We’d used all of our fresh water to boil the hotdogs, and after a while we got thirsty. I volunteered to go on a mission to find more. James was convinced there’d be a source nearby. “Pretty dumb place to build a hut if there isn’t one,” he joked. (This was before we’d found the pond).
I ventured outside, careful to take the rifle along, and followed the worn path up the hill behind the hut and leading west. Once over the rise I had a view down to huge mud plain, what was left after the glacier had retreated way up the mountain to the south. Everything was quiet, and I realized it was the first time I was alone in the landscape up here and not on the boat or with one of the other crew. The feeling I had was at once one of peace and awe, but also a bit of stress. The starkness of the landscape and the knowledge that a polar bear could actually be just over the next rise gave me pause. But overwhelmingly I felt a feeling of ease at being this far into such a remote wilderness, felt privileged for those few minutes in the landscape on my own.
The path led straight to the pond, a crystal-clear and very cold freshwater source fed not by the glacier (glacial water isn’t good for drinking - it’s way too silty and had far too many minerals in it), but by snowmelt off the 700-meter hills to the south. Reindeer footprints led to the water’s edge. It tasted delightful. I drank a few bottles full before filling up the three water bottles we’d brought along and returning to the hut to join the group.
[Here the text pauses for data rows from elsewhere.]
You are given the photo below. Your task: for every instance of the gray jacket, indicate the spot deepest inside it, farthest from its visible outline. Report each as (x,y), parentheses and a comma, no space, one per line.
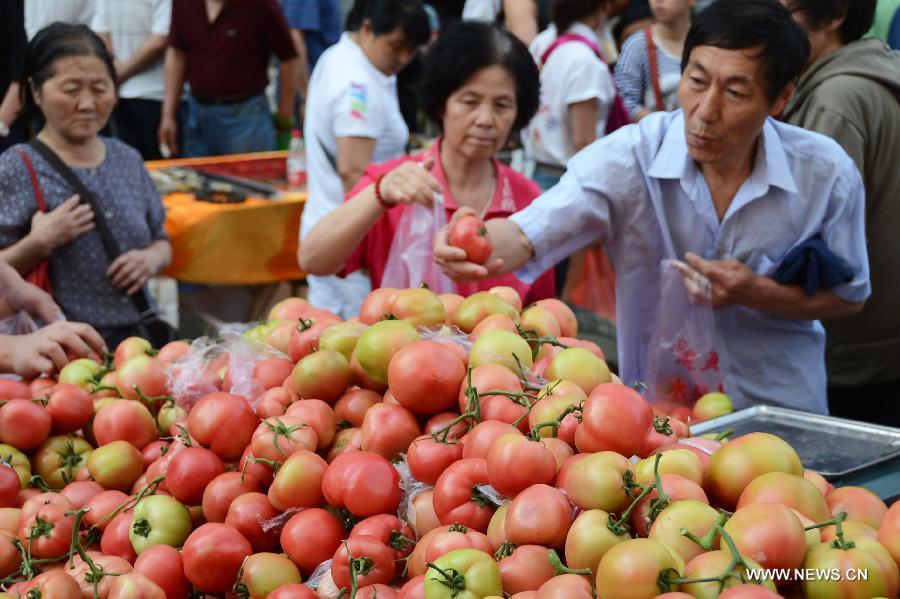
(853,96)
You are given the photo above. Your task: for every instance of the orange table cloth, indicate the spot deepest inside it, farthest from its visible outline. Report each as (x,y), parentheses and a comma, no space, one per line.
(248,243)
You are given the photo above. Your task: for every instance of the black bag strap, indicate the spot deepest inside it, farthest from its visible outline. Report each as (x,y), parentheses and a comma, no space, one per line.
(140,300)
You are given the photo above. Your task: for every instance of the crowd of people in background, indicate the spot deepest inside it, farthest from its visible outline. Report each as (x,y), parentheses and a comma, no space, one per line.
(556,78)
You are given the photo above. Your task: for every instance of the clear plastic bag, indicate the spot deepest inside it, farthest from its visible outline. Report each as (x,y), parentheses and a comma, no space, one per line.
(20,323)
(195,374)
(685,358)
(411,262)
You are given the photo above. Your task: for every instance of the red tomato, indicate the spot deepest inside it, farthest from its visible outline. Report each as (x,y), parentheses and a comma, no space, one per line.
(515,463)
(250,514)
(125,421)
(101,505)
(261,471)
(70,408)
(632,569)
(525,568)
(24,424)
(162,564)
(454,498)
(274,402)
(212,556)
(539,515)
(677,487)
(363,546)
(861,505)
(115,540)
(10,558)
(319,416)
(298,483)
(346,441)
(735,464)
(79,492)
(477,443)
(223,422)
(770,534)
(388,529)
(377,591)
(427,458)
(293,591)
(365,483)
(49,531)
(614,418)
(224,489)
(278,437)
(10,389)
(10,485)
(144,373)
(311,537)
(456,537)
(271,372)
(425,377)
(353,405)
(566,586)
(388,430)
(470,234)
(189,473)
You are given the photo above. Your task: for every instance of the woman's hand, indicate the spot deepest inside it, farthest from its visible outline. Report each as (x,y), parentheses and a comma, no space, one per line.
(67,222)
(46,351)
(452,259)
(410,182)
(131,270)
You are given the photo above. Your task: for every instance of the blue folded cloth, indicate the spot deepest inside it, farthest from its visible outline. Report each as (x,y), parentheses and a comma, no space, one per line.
(813,266)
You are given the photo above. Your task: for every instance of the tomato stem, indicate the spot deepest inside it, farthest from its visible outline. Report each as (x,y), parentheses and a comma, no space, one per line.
(453,580)
(838,523)
(505,550)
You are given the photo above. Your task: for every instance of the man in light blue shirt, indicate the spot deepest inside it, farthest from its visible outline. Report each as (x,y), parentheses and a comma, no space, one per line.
(722,185)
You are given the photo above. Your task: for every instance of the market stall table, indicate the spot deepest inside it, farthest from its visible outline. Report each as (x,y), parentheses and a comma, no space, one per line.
(253,242)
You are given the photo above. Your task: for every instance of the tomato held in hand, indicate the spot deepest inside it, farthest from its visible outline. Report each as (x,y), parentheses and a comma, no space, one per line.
(470,234)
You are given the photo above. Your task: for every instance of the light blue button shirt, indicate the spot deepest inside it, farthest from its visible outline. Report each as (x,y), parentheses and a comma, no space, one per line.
(639,190)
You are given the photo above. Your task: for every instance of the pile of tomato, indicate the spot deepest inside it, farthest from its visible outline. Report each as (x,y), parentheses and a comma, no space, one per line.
(435,447)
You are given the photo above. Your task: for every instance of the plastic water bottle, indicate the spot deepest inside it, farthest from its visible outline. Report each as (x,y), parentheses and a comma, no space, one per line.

The hot dogs were done when I got back and we feasted. We spent the next several hours in that little hut eating boiled hot dogs, then grilling up the ‘sizzler’ sausages Mia brought from the boat and eating them too. Afterwards, while we cleaned up, the Delos gang finished filming the interviews we’d started at the glacier. Then, bellies and hearts full, we returned to Isbjorn and set sail. The clocks said 0030, and the sun was started to light up the glaciers to the south.